Très connu des militants indépendantistes de Nouvelle-Calédonie, le leader de la Cellule de coordination des actions de terrain (CCAT), Christian Tein, est considéré par les autorités comme l'un des instigateurs des troubles dans l'archipel, quand ses soutiens saluent le « leadership » d'un cadre « rassembleur ».
Interpellé le 19 juin avec dix autres militants, le quinquagénaire est l'un des sept à avoir été transférés le week-end dernier dans l’Hexagone en vue de leur incarcération. Il a été mis en examen notamment pour complicité de tentative de meurtre et association de malfaiteurs en vue de la préparation d'un crime, après plus d'un mois de violences contre une réforme électorale accusée par les indépendantistes de marginaliser la population autochtone kanak.

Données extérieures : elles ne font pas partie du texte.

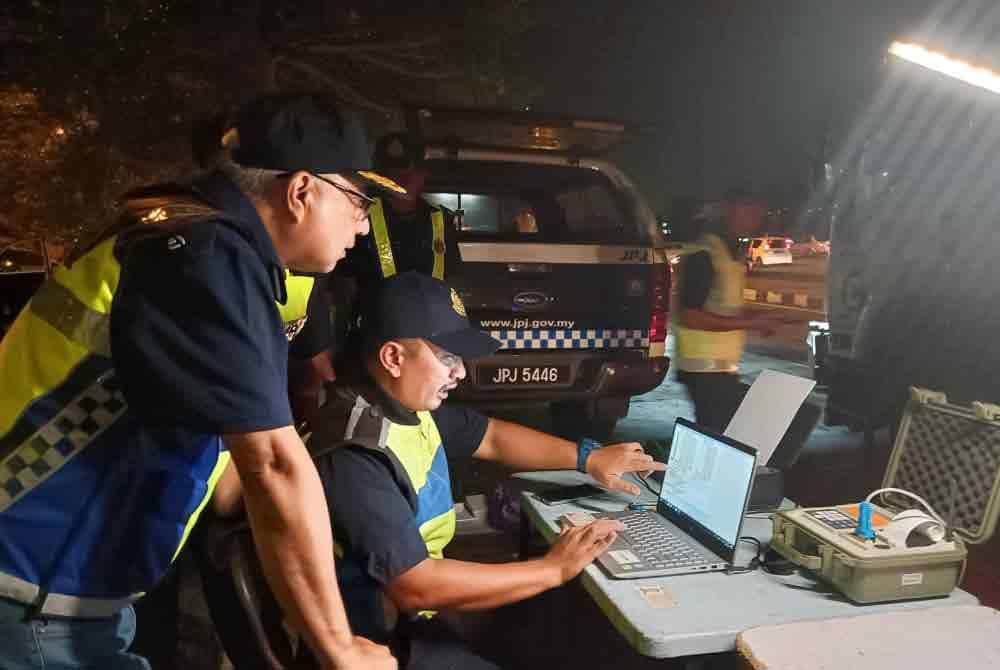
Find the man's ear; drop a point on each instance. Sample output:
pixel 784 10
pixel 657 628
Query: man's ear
pixel 391 356
pixel 299 194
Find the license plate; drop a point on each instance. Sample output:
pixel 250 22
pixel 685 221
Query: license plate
pixel 523 375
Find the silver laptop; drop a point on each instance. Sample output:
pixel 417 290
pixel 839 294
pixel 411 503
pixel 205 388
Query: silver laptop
pixel 698 516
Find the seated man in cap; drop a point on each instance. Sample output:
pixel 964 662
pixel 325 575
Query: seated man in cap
pixel 382 446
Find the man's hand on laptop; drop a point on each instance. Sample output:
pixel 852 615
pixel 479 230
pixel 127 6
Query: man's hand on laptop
pixel 578 546
pixel 608 464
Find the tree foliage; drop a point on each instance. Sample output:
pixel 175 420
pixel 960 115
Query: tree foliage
pixel 104 94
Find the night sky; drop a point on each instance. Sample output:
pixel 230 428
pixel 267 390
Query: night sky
pixel 736 95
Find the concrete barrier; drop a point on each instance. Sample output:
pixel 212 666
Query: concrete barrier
pixel 794 299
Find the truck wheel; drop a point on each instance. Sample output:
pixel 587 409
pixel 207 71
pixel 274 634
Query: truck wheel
pixel 573 419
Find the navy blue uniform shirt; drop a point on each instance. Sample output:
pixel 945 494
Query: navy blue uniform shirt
pixel 371 517
pixel 196 336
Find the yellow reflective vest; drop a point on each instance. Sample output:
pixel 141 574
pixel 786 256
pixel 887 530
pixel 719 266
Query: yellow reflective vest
pixel 68 545
pixel 713 351
pixel 383 242
pixel 415 456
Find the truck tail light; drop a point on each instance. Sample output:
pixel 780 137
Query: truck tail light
pixel 659 317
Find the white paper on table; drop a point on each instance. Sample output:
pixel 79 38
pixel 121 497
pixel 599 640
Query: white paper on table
pixel 767 410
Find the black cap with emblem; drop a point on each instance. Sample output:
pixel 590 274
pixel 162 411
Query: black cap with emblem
pixel 309 132
pixel 415 305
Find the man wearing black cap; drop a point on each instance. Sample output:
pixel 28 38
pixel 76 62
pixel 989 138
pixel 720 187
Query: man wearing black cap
pixel 157 355
pixel 387 479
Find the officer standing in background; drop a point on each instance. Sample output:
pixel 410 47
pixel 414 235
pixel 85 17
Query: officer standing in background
pixel 157 355
pixel 408 233
pixel 711 320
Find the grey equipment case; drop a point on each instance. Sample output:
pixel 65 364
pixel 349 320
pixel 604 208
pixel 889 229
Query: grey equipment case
pixel 947 454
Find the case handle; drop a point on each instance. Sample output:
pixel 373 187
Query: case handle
pixel 807 561
pixel 923 396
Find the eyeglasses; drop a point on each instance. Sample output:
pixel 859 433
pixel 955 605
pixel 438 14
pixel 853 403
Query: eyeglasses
pixel 358 199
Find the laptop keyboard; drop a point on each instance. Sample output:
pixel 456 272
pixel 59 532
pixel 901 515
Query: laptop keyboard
pixel 655 544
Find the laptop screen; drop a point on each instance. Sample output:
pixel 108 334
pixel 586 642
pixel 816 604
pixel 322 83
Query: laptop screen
pixel 706 486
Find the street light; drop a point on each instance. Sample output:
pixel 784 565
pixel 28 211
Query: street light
pixel 957 69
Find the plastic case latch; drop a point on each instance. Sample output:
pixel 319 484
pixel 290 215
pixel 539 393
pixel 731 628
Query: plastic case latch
pixel 925 396
pixel 986 411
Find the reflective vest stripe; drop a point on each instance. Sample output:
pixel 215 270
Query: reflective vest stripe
pixel 383 248
pixel 60 308
pixel 78 424
pixel 437 226
pixel 298 288
pixel 213 479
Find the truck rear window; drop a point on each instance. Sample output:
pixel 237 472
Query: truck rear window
pixel 526 202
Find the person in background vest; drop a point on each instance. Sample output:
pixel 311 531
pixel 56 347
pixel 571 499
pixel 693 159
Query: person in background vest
pixel 388 483
pixel 408 232
pixel 711 321
pixel 152 361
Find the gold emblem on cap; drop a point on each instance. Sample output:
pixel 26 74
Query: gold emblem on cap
pixel 231 139
pixel 384 182
pixel 456 303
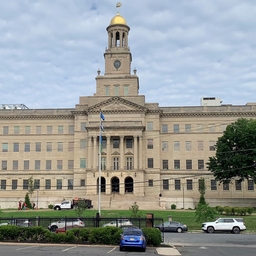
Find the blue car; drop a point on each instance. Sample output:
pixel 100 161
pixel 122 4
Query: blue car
pixel 133 238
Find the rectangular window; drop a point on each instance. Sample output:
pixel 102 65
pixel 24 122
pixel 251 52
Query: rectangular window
pixel 48 184
pixel 150 163
pixel 176 146
pixel 187 128
pixel 49 129
pixel 59 164
pixel 27 147
pixel 16 147
pixel 177 184
pixel 60 129
pixel 48 164
pixel 70 164
pixel 83 163
pixel 37 164
pixel 166 184
pixel 38 146
pixel 15 164
pixel 49 146
pixel 188 145
pixel 164 146
pixel 189 184
pixel 14 184
pixel 164 128
pixel 165 164
pixel 26 164
pixel 176 128
pixel 177 164
pixel 188 164
pixel 200 164
pixel 150 143
pixel 59 184
pixel 150 126
pixel 70 184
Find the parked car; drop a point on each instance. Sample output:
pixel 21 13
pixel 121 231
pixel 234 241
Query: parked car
pixel 235 225
pixel 133 238
pixel 65 223
pixel 118 223
pixel 172 226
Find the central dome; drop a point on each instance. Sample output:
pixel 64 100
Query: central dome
pixel 118 19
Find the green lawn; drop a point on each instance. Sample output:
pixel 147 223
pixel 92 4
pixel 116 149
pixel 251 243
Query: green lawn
pixel 185 216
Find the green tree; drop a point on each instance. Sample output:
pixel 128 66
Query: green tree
pixel 235 156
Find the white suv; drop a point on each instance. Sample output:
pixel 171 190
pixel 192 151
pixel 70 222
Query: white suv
pixel 235 225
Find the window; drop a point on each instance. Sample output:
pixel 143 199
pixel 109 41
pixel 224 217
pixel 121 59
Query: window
pixel 71 146
pixel 49 129
pixel 188 164
pixel 188 145
pixel 16 147
pixel 177 184
pixel 116 143
pixel 60 146
pixel 59 164
pixel 165 146
pixel 3 184
pixel 70 164
pixel 176 164
pixel 27 147
pixel 59 184
pixel 14 184
pixel 238 185
pixel 128 143
pixel 83 163
pixel 70 184
pixel 189 185
pixel 5 130
pixel 150 163
pixel 150 143
pixel 150 126
pixel 48 184
pixel 16 130
pixel 37 164
pixel 200 164
pixel 49 146
pixel 25 184
pixel 60 129
pixel 38 146
pixel 4 147
pixel 176 128
pixel 187 128
pixel 166 184
pixel 165 164
pixel 164 128
pixel 250 185
pixel 48 164
pixel 200 146
pixel 26 164
pixel 15 164
pixel 82 143
pixel 38 129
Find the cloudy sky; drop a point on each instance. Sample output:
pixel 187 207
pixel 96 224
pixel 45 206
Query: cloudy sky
pixel 50 50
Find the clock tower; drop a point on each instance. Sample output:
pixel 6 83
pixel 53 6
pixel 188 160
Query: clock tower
pixel 117 80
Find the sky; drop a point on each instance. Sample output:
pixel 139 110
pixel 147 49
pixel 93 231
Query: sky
pixel 183 50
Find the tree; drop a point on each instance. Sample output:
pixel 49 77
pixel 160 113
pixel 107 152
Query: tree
pixel 235 156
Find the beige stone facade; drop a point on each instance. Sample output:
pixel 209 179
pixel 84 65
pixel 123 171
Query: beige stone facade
pixel 147 150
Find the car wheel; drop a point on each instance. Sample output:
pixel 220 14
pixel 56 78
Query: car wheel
pixel 179 230
pixel 236 230
pixel 210 230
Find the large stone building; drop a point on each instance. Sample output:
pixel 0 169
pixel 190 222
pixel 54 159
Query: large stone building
pixel 147 150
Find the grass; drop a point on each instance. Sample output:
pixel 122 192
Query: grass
pixel 185 216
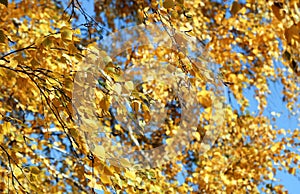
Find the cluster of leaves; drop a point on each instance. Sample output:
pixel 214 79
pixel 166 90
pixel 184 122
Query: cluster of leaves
pixel 41 51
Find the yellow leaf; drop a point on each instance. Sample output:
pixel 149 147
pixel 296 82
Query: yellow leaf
pixel 66 33
pixel 130 174
pixel 235 8
pixel 168 4
pixel 196 135
pixel 105 179
pixel 34 170
pixel 2 37
pixel 99 151
pixel 4 2
pixel 125 163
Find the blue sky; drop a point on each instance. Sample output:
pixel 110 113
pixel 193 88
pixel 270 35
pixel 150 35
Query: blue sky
pixel 285 121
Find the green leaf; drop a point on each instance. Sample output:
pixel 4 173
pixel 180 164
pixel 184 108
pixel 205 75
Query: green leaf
pixel 4 2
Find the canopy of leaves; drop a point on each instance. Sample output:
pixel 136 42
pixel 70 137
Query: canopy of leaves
pixel 44 43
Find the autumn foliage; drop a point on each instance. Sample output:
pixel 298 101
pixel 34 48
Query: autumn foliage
pixel 52 141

Physique râblé et visage rond, le militant est tombé tout petit dans le chaudron de la cause de l'indépendance de l'archipel du Pacifique sud. « Chez les Tein, on naît estampillé Union calédonienne, c'est comme ça », plaisante une militante de l'UC, plus vieux parti politique du territoire. Le père, Emmanuel Tein, grand-chef de l'île Ouen, rattachée à la commune du Mont-Dore dans la banlieue sud de Nouméa, a lui-même été élu de l'UC à l'assemblée territoriale et à la commission municipale, ancêtres du congrès et de la commune.
Le frère aîné, Tani Tein, aujourd'hui président du conseil coutumier de la grande-chefferie du Mont-Dore, a fait de la politique dans les années 1980. Quant au neveu Dimitri Tein Qenegei, il fait partie des militants de la CCAT placés en détention provisoire dans l'Hexagone.
« Tonton Bichou »
Christian Tein, né en 1968, grandit à l'ombre de la figure paternelle, respectée et connue du nord au sud de la Grande Terre. Une jeunesse entre l'île Ouen et le fief indépendantiste de Saint-Louis, au lieu-dit « Les 4 Cocotiers », où les Tein résident toujours.

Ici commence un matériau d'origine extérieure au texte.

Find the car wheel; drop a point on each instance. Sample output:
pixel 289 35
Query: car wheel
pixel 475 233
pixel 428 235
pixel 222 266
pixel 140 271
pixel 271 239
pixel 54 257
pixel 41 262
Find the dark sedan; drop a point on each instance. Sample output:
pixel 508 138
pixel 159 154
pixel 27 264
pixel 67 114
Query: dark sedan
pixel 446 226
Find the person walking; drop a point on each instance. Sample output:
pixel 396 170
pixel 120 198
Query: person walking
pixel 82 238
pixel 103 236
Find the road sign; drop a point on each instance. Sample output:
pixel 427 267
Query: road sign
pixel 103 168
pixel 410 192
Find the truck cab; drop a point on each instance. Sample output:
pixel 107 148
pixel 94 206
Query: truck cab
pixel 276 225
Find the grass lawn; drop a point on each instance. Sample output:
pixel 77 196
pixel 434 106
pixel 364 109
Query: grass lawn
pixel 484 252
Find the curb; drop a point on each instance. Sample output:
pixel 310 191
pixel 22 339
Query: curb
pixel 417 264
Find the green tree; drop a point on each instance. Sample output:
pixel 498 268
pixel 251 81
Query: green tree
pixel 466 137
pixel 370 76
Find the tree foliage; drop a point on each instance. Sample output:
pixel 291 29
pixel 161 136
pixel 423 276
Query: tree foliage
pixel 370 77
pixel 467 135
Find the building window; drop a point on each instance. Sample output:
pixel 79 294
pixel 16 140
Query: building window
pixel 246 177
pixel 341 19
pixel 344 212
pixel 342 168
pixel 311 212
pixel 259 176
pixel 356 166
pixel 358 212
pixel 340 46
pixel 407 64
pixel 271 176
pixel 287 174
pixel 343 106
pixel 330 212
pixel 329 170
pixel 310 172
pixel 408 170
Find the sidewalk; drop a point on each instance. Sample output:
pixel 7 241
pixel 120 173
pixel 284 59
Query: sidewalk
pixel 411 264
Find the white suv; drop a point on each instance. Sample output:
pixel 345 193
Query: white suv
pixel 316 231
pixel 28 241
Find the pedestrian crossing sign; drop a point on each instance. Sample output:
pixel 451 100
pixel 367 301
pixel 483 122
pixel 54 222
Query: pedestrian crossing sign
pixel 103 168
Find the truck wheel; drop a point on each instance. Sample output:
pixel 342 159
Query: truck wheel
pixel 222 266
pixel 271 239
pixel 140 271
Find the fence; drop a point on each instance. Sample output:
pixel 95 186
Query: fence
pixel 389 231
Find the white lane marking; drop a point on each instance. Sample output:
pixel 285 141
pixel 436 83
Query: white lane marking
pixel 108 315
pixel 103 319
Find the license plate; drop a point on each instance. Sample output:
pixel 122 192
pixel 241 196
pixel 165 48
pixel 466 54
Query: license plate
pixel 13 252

Dernier garçon d'une fratrie de dix enfants, il est surnommé « Bichou » par ses parents, diminutif qui a depuis largement dépassé la sphère familiale. « Tous les jeunes militants l'ont toujours appelé « Tonton Bichou » », raconte Aude Forrest, membre de l'UC. Il est enfant au moment des premiers rêves autonomistes kanak, et adolescent pendant les violences insurrectionnelles des années 1980.

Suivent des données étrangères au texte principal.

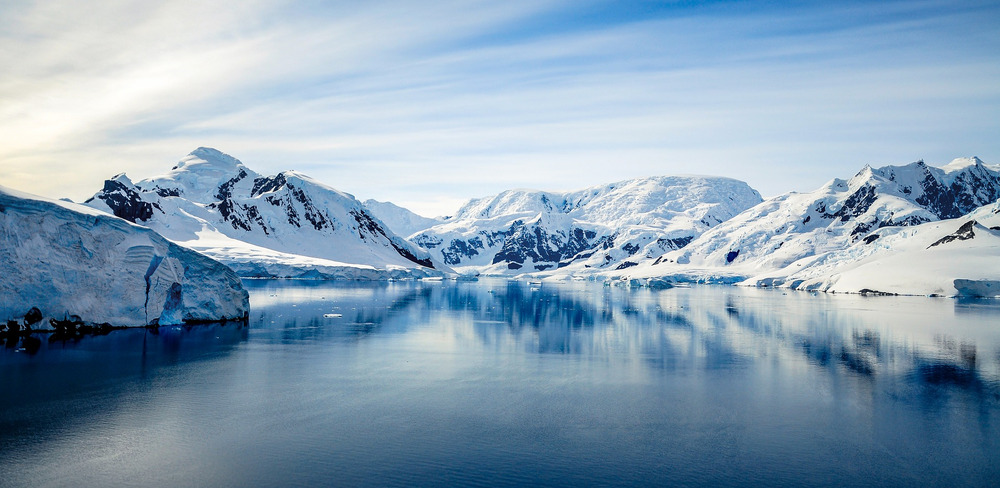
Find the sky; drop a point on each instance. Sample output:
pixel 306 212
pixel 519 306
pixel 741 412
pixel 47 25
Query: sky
pixel 429 104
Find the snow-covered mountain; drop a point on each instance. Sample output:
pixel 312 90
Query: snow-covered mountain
pixel 871 232
pixel 67 259
pixel 950 257
pixel 776 233
pixel 402 221
pixel 286 225
pixel 604 227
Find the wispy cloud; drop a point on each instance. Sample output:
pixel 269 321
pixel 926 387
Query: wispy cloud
pixel 430 106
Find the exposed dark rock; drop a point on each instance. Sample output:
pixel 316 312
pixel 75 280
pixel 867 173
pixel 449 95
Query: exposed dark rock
pixel 33 317
pixel 964 233
pixel 868 291
pixel 125 202
pixel 31 344
pixel 367 225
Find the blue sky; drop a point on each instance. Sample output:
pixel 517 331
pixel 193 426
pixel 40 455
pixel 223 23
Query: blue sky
pixel 428 104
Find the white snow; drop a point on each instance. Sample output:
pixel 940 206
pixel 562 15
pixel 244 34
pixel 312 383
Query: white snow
pixel 287 225
pixel 798 241
pixel 400 220
pixel 67 259
pixel 592 229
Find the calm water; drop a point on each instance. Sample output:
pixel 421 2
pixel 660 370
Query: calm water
pixel 504 383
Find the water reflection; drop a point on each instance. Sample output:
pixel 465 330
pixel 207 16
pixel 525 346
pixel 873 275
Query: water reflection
pixel 935 344
pixel 509 383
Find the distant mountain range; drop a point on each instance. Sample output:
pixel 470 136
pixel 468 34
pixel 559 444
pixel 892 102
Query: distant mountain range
pixel 913 229
pixel 606 227
pixel 285 225
pixel 793 240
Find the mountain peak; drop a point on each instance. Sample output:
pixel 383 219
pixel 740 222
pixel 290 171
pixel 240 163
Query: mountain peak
pixel 958 164
pixel 208 158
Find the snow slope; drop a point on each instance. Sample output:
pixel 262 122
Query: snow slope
pixel 286 225
pixel 400 220
pixel 950 257
pixel 604 227
pixel 784 229
pixel 67 259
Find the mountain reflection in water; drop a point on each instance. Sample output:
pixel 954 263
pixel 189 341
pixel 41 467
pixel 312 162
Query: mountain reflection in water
pixel 505 383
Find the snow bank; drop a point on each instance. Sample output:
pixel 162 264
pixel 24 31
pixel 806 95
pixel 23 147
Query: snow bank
pixel 67 259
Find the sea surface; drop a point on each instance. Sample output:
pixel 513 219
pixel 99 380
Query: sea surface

En 1987, son frère Tani Tein est emprisonné pendant les « 15 jours de Kanaky » (nom donné par les indépendantistes à la Nouvelle-Calédonie), mouvement organisé pour protester contre le statut alors proposé par l'État. L'événement aura son pendant en 2024, « les 15 jours de Kanaky » organisés en mai par la CCAT, dont Christian Tein a pris la tête pour mobiliser contre la réforme du corps électoral.
Entré à l'UC comme simple militant, Christian Tein gravit les échelons au point de devenir dans les années 2010 secrétaire général adjoint puis commissaire général du parti. Depuis une dizaine d'années, il occupait également des postes de collaborateur politique dans les institutions, le dernier en date auprès du président du gouvernement calédonien, Louis Mapou.
« C'est un cadre de longue date (...), un homme de leadership, capable de rassembler autour de lui, comme il l'a montré avec la CCAT », assure Magali Tingal, de l'UC. Son grand frère Tani en est persuadé, « on n'a jamais vu un homme aussi rassembleur depuis Eloi Machoro », instituteur tué par les forces de l'ordre le 12 janvier 1985, à qui la jeunesse indépendantiste voue un véritable culte.
Homme de terrain, Christian Tein est de tous les congrès et de toutes les manifestations, souvent arrivé parmi les premiers pour gérer l'organisation. Connu de tous les militants et affable avec les médias, c'est lui qui est chargé par l'UC, en novembre dernier, de gérer la toute nouvelle CCAT. Le mouvement, qui n'a aucune existence juridique et dont tout le monde peut se réclamer, suscite vite l'engouement, notamment parmi les jeunes, qui reprochent aux partis indépendantistes traditionnels leurs compromissions, tandis que la page CCAT est vierge.
Christian Tein s'est toujours défendu d'avoir appelé à la violence. Ses partisans estiment qu'il a tenté de contrôler une CCAT qui avait échappé à l'UC, quand ses ennemis politiques, au sein du camp loyaliste, l'accusent de duplicité et d'être la tête pensante d'une organisation « terroriste ».